Dans un Etat de droit, la protection de la sphère privée contre les intrusions illicites de l’Etat constitue un principe fondamental. En Suisse, ce principe figure déjà dans la Constitution et il est défini dans la législation. En droit fiscal, la protection de la sphère privée a cependant nécessairement des limites. Afin que certains impôts, notamment les impôts sur le revenu et sur la fortune, puissent être perçus correctement, les contribuables doivent en effet révéler leurs revenus et leur fortune aux autorités fiscales. La protection de la sphère privée est cependant assurée, car les autorités, tenues de respecter le secret fiscal, n’ont pas le droit de transmettre les renseignements obtenus en dehors d’un cadre défini par la loi.

Conséquences de l’initiative

Les auteurs de l’initiative ne souhaitent pas toucher à l’obligation de collaborer à laquelle les contribuables sont soumis. Ces derniers restent en effet obligés de fournir aux autorités fiscales tous les renseignements nécessaires pour déterminer les éléments fiscaux.
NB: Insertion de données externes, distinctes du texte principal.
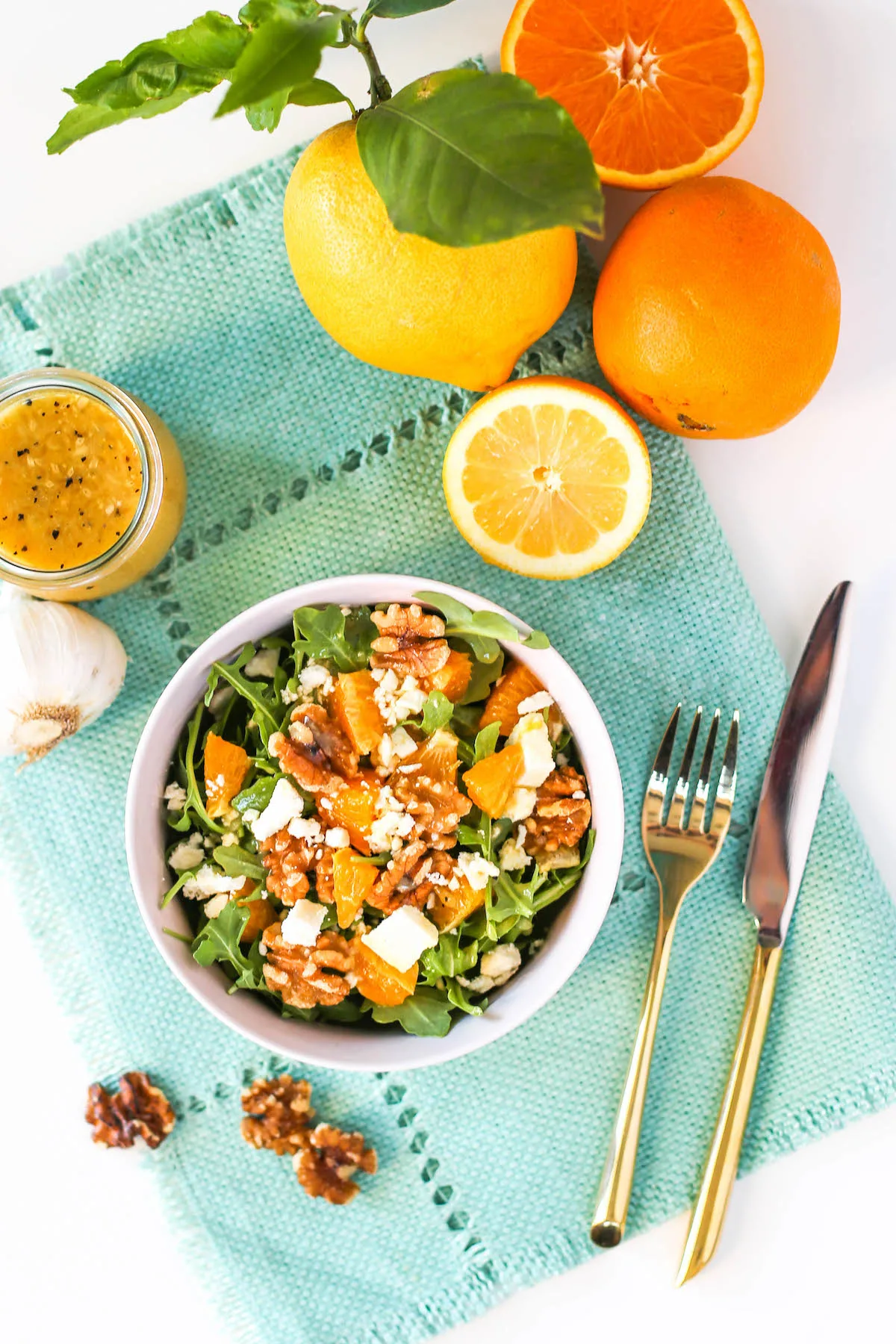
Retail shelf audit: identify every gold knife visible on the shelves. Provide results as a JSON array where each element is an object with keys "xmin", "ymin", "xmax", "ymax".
[{"xmin": 676, "ymin": 583, "xmax": 852, "ymax": 1287}]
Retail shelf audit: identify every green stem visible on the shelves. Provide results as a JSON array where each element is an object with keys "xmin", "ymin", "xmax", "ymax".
[{"xmin": 348, "ymin": 13, "xmax": 392, "ymax": 108}]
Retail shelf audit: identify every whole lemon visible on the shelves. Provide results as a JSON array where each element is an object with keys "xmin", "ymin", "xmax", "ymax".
[
  {"xmin": 284, "ymin": 122, "xmax": 578, "ymax": 391},
  {"xmin": 594, "ymin": 178, "xmax": 839, "ymax": 438}
]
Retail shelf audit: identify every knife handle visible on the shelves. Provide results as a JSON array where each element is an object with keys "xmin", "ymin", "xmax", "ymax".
[{"xmin": 676, "ymin": 945, "xmax": 782, "ymax": 1287}]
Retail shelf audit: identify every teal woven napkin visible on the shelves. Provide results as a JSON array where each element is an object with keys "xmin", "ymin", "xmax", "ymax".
[{"xmin": 0, "ymin": 141, "xmax": 896, "ymax": 1344}]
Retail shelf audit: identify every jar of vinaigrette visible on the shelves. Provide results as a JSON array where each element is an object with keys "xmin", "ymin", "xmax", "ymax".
[{"xmin": 0, "ymin": 368, "xmax": 187, "ymax": 602}]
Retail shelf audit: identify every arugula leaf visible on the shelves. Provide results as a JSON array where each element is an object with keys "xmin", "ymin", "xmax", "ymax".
[
  {"xmin": 167, "ymin": 700, "xmax": 224, "ymax": 835},
  {"xmin": 414, "ymin": 591, "xmax": 551, "ymax": 666},
  {"xmin": 215, "ymin": 0, "xmax": 348, "ymax": 117},
  {"xmin": 230, "ymin": 774, "xmax": 284, "ymax": 817},
  {"xmin": 212, "ymin": 844, "xmax": 266, "ymax": 882},
  {"xmin": 458, "ymin": 641, "xmax": 504, "ymax": 706},
  {"xmin": 364, "ymin": 0, "xmax": 451, "ymax": 19},
  {"xmin": 373, "ymin": 985, "xmax": 451, "ymax": 1036},
  {"xmin": 358, "ymin": 69, "xmax": 603, "ymax": 247},
  {"xmin": 445, "ymin": 980, "xmax": 489, "ymax": 1018},
  {"xmin": 47, "ymin": 10, "xmax": 249, "ymax": 155},
  {"xmin": 192, "ymin": 900, "xmax": 264, "ymax": 989},
  {"xmin": 420, "ymin": 933, "xmax": 479, "ymax": 985},
  {"xmin": 423, "ymin": 691, "xmax": 454, "ymax": 738},
  {"xmin": 205, "ymin": 644, "xmax": 282, "ymax": 741},
  {"xmin": 293, "ymin": 605, "xmax": 376, "ymax": 672},
  {"xmin": 473, "ymin": 721, "xmax": 501, "ymax": 765}
]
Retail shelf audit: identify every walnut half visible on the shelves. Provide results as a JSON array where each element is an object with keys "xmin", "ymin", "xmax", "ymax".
[
  {"xmin": 239, "ymin": 1074, "xmax": 314, "ymax": 1154},
  {"xmin": 293, "ymin": 1125, "xmax": 376, "ymax": 1204},
  {"xmin": 84, "ymin": 1072, "xmax": 175, "ymax": 1148},
  {"xmin": 371, "ymin": 602, "xmax": 451, "ymax": 677},
  {"xmin": 524, "ymin": 765, "xmax": 591, "ymax": 859}
]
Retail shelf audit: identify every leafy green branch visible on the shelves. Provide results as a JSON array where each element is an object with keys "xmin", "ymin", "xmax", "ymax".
[{"xmin": 47, "ymin": 0, "xmax": 603, "ymax": 247}]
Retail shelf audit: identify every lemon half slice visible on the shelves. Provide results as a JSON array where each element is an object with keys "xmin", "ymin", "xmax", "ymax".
[{"xmin": 442, "ymin": 376, "xmax": 652, "ymax": 579}]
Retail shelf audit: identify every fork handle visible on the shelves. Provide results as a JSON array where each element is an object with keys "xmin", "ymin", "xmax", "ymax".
[
  {"xmin": 676, "ymin": 945, "xmax": 782, "ymax": 1287},
  {"xmin": 591, "ymin": 900, "xmax": 679, "ymax": 1248}
]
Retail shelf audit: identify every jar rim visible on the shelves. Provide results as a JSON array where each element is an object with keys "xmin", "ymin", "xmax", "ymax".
[{"xmin": 0, "ymin": 366, "xmax": 158, "ymax": 586}]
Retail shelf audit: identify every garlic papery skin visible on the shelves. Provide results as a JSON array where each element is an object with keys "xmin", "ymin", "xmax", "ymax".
[{"xmin": 0, "ymin": 586, "xmax": 128, "ymax": 763}]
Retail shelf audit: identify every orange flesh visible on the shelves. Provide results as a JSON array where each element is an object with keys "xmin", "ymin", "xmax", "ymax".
[
  {"xmin": 333, "ymin": 850, "xmax": 379, "ymax": 929},
  {"xmin": 331, "ymin": 671, "xmax": 385, "ymax": 756},
  {"xmin": 426, "ymin": 649, "xmax": 473, "ymax": 704},
  {"xmin": 464, "ymin": 742, "xmax": 523, "ymax": 817},
  {"xmin": 501, "ymin": 0, "xmax": 762, "ymax": 185},
  {"xmin": 462, "ymin": 403, "xmax": 632, "ymax": 556},
  {"xmin": 352, "ymin": 938, "xmax": 418, "ymax": 1008},
  {"xmin": 204, "ymin": 732, "xmax": 249, "ymax": 817},
  {"xmin": 0, "ymin": 388, "xmax": 143, "ymax": 570},
  {"xmin": 479, "ymin": 662, "xmax": 544, "ymax": 736},
  {"xmin": 426, "ymin": 877, "xmax": 485, "ymax": 933}
]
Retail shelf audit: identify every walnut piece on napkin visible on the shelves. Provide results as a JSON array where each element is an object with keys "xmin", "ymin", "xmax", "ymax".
[{"xmin": 84, "ymin": 1072, "xmax": 175, "ymax": 1148}]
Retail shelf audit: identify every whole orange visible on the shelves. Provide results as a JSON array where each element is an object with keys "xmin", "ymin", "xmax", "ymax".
[{"xmin": 594, "ymin": 178, "xmax": 839, "ymax": 438}]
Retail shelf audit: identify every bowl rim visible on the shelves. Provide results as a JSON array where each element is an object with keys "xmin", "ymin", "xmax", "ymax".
[{"xmin": 125, "ymin": 573, "xmax": 625, "ymax": 1072}]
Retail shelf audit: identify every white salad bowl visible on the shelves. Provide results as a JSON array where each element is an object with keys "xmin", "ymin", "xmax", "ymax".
[{"xmin": 125, "ymin": 574, "xmax": 623, "ymax": 1071}]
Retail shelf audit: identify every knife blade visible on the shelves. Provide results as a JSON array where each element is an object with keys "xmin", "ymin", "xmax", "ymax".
[
  {"xmin": 743, "ymin": 582, "xmax": 853, "ymax": 948},
  {"xmin": 677, "ymin": 582, "xmax": 852, "ymax": 1285}
]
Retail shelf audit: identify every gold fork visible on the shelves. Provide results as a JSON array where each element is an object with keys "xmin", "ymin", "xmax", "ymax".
[{"xmin": 591, "ymin": 704, "xmax": 740, "ymax": 1247}]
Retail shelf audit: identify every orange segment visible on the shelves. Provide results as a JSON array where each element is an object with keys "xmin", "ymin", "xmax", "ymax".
[
  {"xmin": 426, "ymin": 877, "xmax": 485, "ymax": 933},
  {"xmin": 317, "ymin": 776, "xmax": 379, "ymax": 853},
  {"xmin": 331, "ymin": 671, "xmax": 385, "ymax": 756},
  {"xmin": 442, "ymin": 378, "xmax": 650, "ymax": 579},
  {"xmin": 426, "ymin": 649, "xmax": 473, "ymax": 704},
  {"xmin": 479, "ymin": 662, "xmax": 544, "ymax": 738},
  {"xmin": 333, "ymin": 850, "xmax": 379, "ymax": 929},
  {"xmin": 464, "ymin": 742, "xmax": 523, "ymax": 817},
  {"xmin": 501, "ymin": 0, "xmax": 763, "ymax": 191},
  {"xmin": 204, "ymin": 732, "xmax": 249, "ymax": 817},
  {"xmin": 352, "ymin": 938, "xmax": 418, "ymax": 1008}
]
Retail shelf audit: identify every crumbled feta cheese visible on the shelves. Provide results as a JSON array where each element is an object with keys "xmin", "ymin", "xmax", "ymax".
[
  {"xmin": 516, "ymin": 691, "xmax": 553, "ymax": 714},
  {"xmin": 498, "ymin": 827, "xmax": 529, "ymax": 872},
  {"xmin": 286, "ymin": 817, "xmax": 324, "ymax": 844},
  {"xmin": 508, "ymin": 714, "xmax": 553, "ymax": 789},
  {"xmin": 504, "ymin": 789, "xmax": 536, "ymax": 821},
  {"xmin": 479, "ymin": 942, "xmax": 523, "ymax": 986},
  {"xmin": 163, "ymin": 780, "xmax": 187, "ymax": 812},
  {"xmin": 361, "ymin": 906, "xmax": 439, "ymax": 971},
  {"xmin": 279, "ymin": 900, "xmax": 326, "ymax": 951},
  {"xmin": 168, "ymin": 830, "xmax": 205, "ymax": 872},
  {"xmin": 203, "ymin": 891, "xmax": 230, "ymax": 919},
  {"xmin": 243, "ymin": 649, "xmax": 279, "ymax": 677},
  {"xmin": 298, "ymin": 662, "xmax": 333, "ymax": 695},
  {"xmin": 373, "ymin": 668, "xmax": 426, "ymax": 727},
  {"xmin": 180, "ymin": 863, "xmax": 246, "ymax": 900},
  {"xmin": 454, "ymin": 850, "xmax": 501, "ymax": 891},
  {"xmin": 251, "ymin": 780, "xmax": 305, "ymax": 840}
]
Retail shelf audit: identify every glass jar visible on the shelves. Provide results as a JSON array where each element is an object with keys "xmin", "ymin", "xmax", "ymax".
[{"xmin": 0, "ymin": 368, "xmax": 187, "ymax": 602}]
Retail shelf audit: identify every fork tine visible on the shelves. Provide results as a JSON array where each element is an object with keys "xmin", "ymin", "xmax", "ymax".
[
  {"xmin": 709, "ymin": 709, "xmax": 740, "ymax": 840},
  {"xmin": 688, "ymin": 709, "xmax": 720, "ymax": 833},
  {"xmin": 666, "ymin": 704, "xmax": 703, "ymax": 830},
  {"xmin": 641, "ymin": 703, "xmax": 681, "ymax": 827}
]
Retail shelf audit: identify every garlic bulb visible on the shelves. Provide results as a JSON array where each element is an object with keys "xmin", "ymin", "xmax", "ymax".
[{"xmin": 0, "ymin": 586, "xmax": 128, "ymax": 762}]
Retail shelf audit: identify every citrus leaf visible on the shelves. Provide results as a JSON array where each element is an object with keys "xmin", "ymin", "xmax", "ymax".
[
  {"xmin": 47, "ymin": 10, "xmax": 249, "ymax": 155},
  {"xmin": 358, "ymin": 69, "xmax": 603, "ymax": 247},
  {"xmin": 365, "ymin": 0, "xmax": 451, "ymax": 19},
  {"xmin": 215, "ymin": 5, "xmax": 344, "ymax": 117}
]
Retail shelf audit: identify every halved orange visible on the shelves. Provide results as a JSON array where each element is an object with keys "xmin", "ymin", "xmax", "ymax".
[
  {"xmin": 442, "ymin": 376, "xmax": 652, "ymax": 579},
  {"xmin": 501, "ymin": 0, "xmax": 763, "ymax": 191}
]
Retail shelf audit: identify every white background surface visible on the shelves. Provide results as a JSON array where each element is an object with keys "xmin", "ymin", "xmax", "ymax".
[{"xmin": 0, "ymin": 0, "xmax": 896, "ymax": 1344}]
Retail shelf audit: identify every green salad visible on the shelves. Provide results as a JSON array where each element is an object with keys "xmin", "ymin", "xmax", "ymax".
[{"xmin": 163, "ymin": 593, "xmax": 594, "ymax": 1036}]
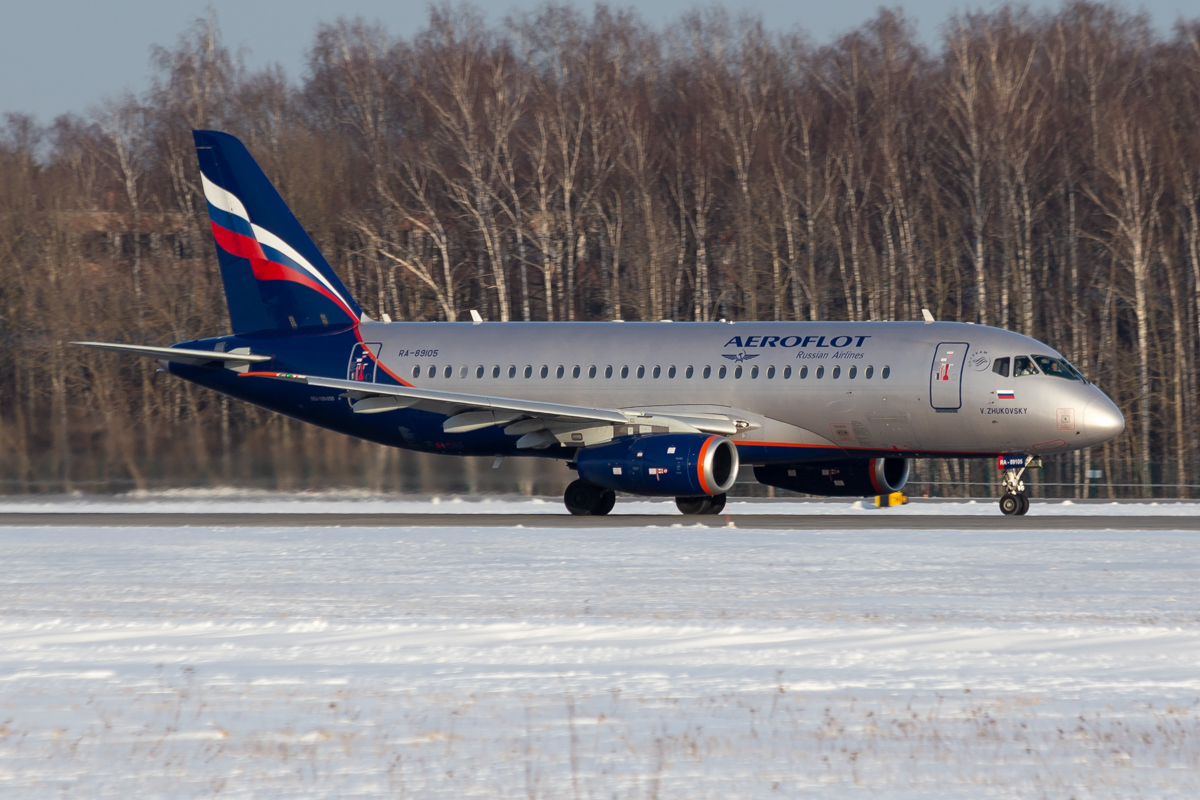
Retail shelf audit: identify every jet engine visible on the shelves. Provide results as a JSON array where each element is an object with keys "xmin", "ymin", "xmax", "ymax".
[
  {"xmin": 754, "ymin": 458, "xmax": 912, "ymax": 498},
  {"xmin": 575, "ymin": 433, "xmax": 738, "ymax": 497}
]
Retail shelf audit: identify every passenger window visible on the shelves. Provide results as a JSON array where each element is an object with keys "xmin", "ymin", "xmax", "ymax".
[
  {"xmin": 1013, "ymin": 355, "xmax": 1038, "ymax": 378},
  {"xmin": 1033, "ymin": 355, "xmax": 1079, "ymax": 380}
]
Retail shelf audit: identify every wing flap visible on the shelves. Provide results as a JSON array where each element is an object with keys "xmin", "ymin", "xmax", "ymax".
[{"xmin": 242, "ymin": 372, "xmax": 642, "ymax": 425}]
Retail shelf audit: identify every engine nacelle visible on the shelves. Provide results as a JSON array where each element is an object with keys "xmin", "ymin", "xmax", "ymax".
[
  {"xmin": 575, "ymin": 433, "xmax": 738, "ymax": 498},
  {"xmin": 754, "ymin": 458, "xmax": 912, "ymax": 498}
]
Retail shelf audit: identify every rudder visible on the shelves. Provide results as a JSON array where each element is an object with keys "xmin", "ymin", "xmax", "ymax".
[{"xmin": 192, "ymin": 131, "xmax": 362, "ymax": 333}]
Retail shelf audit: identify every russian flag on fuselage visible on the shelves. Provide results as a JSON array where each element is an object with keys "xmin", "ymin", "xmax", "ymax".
[{"xmin": 192, "ymin": 131, "xmax": 362, "ymax": 333}]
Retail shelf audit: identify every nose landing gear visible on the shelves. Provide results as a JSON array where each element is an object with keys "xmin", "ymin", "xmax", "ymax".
[{"xmin": 998, "ymin": 456, "xmax": 1042, "ymax": 517}]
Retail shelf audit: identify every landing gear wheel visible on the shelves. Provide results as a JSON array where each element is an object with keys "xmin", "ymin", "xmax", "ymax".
[
  {"xmin": 676, "ymin": 497, "xmax": 713, "ymax": 517},
  {"xmin": 592, "ymin": 489, "xmax": 617, "ymax": 517},
  {"xmin": 563, "ymin": 481, "xmax": 600, "ymax": 517}
]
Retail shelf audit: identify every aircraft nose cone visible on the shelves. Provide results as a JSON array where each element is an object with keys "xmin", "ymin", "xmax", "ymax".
[{"xmin": 1084, "ymin": 397, "xmax": 1124, "ymax": 444}]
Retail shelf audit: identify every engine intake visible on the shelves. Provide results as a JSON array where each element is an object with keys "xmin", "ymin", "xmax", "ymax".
[
  {"xmin": 575, "ymin": 433, "xmax": 738, "ymax": 497},
  {"xmin": 754, "ymin": 458, "xmax": 912, "ymax": 498}
]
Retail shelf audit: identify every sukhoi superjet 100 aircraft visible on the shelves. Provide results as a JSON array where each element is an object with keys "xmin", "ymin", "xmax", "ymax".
[{"xmin": 80, "ymin": 131, "xmax": 1124, "ymax": 515}]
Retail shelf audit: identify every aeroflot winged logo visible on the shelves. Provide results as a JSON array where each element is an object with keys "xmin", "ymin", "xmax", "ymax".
[
  {"xmin": 200, "ymin": 172, "xmax": 359, "ymax": 320},
  {"xmin": 725, "ymin": 333, "xmax": 871, "ymax": 350},
  {"xmin": 721, "ymin": 333, "xmax": 871, "ymax": 363}
]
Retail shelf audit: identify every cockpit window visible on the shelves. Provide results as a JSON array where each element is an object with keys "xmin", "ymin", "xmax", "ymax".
[
  {"xmin": 1060, "ymin": 359, "xmax": 1087, "ymax": 384},
  {"xmin": 1013, "ymin": 355, "xmax": 1038, "ymax": 378},
  {"xmin": 1033, "ymin": 355, "xmax": 1079, "ymax": 380}
]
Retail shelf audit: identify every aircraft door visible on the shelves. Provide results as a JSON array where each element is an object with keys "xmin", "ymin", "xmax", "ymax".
[
  {"xmin": 346, "ymin": 342, "xmax": 383, "ymax": 384},
  {"xmin": 929, "ymin": 342, "xmax": 970, "ymax": 411}
]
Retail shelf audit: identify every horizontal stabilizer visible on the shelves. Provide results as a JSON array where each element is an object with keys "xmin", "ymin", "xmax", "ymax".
[{"xmin": 71, "ymin": 342, "xmax": 275, "ymax": 365}]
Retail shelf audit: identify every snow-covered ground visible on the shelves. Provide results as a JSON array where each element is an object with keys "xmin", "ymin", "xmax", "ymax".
[
  {"xmin": 0, "ymin": 527, "xmax": 1200, "ymax": 800},
  {"xmin": 0, "ymin": 488, "xmax": 1200, "ymax": 517}
]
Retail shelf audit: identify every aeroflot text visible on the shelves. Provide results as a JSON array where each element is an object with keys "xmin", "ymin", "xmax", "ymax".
[{"xmin": 725, "ymin": 336, "xmax": 871, "ymax": 349}]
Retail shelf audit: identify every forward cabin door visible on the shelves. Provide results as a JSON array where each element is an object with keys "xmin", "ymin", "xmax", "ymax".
[{"xmin": 929, "ymin": 342, "xmax": 968, "ymax": 411}]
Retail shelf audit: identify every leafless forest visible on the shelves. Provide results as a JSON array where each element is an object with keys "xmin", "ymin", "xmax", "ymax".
[{"xmin": 0, "ymin": 2, "xmax": 1200, "ymax": 497}]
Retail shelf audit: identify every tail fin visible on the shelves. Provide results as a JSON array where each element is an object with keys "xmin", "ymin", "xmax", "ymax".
[{"xmin": 192, "ymin": 131, "xmax": 362, "ymax": 333}]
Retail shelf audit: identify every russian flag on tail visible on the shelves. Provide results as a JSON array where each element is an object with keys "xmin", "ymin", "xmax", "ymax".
[{"xmin": 192, "ymin": 131, "xmax": 362, "ymax": 333}]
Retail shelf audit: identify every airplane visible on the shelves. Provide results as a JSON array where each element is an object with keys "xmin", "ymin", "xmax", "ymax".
[{"xmin": 76, "ymin": 131, "xmax": 1124, "ymax": 516}]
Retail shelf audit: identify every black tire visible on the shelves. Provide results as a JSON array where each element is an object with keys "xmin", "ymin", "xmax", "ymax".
[
  {"xmin": 592, "ymin": 489, "xmax": 617, "ymax": 517},
  {"xmin": 1016, "ymin": 494, "xmax": 1030, "ymax": 517},
  {"xmin": 563, "ymin": 481, "xmax": 602, "ymax": 517},
  {"xmin": 676, "ymin": 497, "xmax": 713, "ymax": 517}
]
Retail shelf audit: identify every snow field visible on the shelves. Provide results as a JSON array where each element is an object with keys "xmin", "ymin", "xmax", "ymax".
[
  {"xmin": 0, "ymin": 487, "xmax": 1200, "ymax": 519},
  {"xmin": 0, "ymin": 527, "xmax": 1200, "ymax": 798}
]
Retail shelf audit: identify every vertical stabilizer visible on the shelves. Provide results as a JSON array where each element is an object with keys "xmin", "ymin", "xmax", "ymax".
[{"xmin": 192, "ymin": 131, "xmax": 362, "ymax": 333}]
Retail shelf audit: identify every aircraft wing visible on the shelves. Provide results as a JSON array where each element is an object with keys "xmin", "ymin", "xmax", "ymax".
[
  {"xmin": 242, "ymin": 372, "xmax": 739, "ymax": 447},
  {"xmin": 71, "ymin": 342, "xmax": 274, "ymax": 365}
]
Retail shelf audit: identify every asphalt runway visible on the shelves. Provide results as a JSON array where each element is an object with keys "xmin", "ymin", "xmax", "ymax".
[{"xmin": 0, "ymin": 506, "xmax": 1200, "ymax": 530}]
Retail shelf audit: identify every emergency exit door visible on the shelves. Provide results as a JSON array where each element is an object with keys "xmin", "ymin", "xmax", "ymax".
[
  {"xmin": 346, "ymin": 342, "xmax": 383, "ymax": 384},
  {"xmin": 929, "ymin": 342, "xmax": 967, "ymax": 411}
]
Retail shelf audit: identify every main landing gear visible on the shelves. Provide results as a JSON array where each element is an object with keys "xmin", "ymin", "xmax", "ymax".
[
  {"xmin": 676, "ymin": 494, "xmax": 725, "ymax": 516},
  {"xmin": 563, "ymin": 481, "xmax": 617, "ymax": 517},
  {"xmin": 1000, "ymin": 457, "xmax": 1042, "ymax": 517}
]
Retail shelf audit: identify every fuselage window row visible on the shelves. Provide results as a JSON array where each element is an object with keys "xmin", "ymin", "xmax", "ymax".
[{"xmin": 412, "ymin": 364, "xmax": 892, "ymax": 380}]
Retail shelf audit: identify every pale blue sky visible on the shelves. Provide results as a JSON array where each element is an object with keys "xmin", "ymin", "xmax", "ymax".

En revanche, les auteurs de l’initiative entendent restreindre fortement le droit conféré aux tiers de fournir des renseignements aux autorités fiscales. De tels renseignements concernant les contribuables ne pourraient plus être donnés que dans le cadre d’une procédure pénale et seulement lorsqu’un tribunal soupçonne une infraction fiscale grave.

Si l’initiative est mise en œuvre, les autorités fiscales ne pourront plus, à de rares exceptions près, se procurer des renseignements auprès de tiers. Dans les cas où un contribuable violerait son obligation de collaborer, l’autorité fiscale ne pourrait plus recueillir des renseignements auprès de l’employeur ou d’une compagnie d’assurance. La perception correcte des impôts ne serait alors plus garantie.

Aujourd’hui déjà, les autorités cantonales n’ont pas la possibilité de se procurer des informations auprès de banques. L’initiative n’apporterait donc rien de nouveau dans ce domaine. Par contre, les banques sont actuellement soumises à l’obligation de fournir des renseignements dans le cadre des procédures pénales qui concernent les impôts indirects et des enquêtes fiscales spéciales que mène l’Administration fédérale des contributions (AFC) lors d’infractions fiscales graves. Si l’initiative était acceptée, les moyens d’investigation seraient donc clairement limités.

Cette initiative concerne exclusivement les impôts suisses. Elle n’aurait donc pas de conséquences sur l’assistance administrative en matière fiscale ni sur l’échange de renseignements en faveur des Etats partenaires. Suivant l’interprétation du texte de l’initiative, la Suisse pourrait cependant voir sa possibilité de se procurer des renseignements à l’étranger restreinte.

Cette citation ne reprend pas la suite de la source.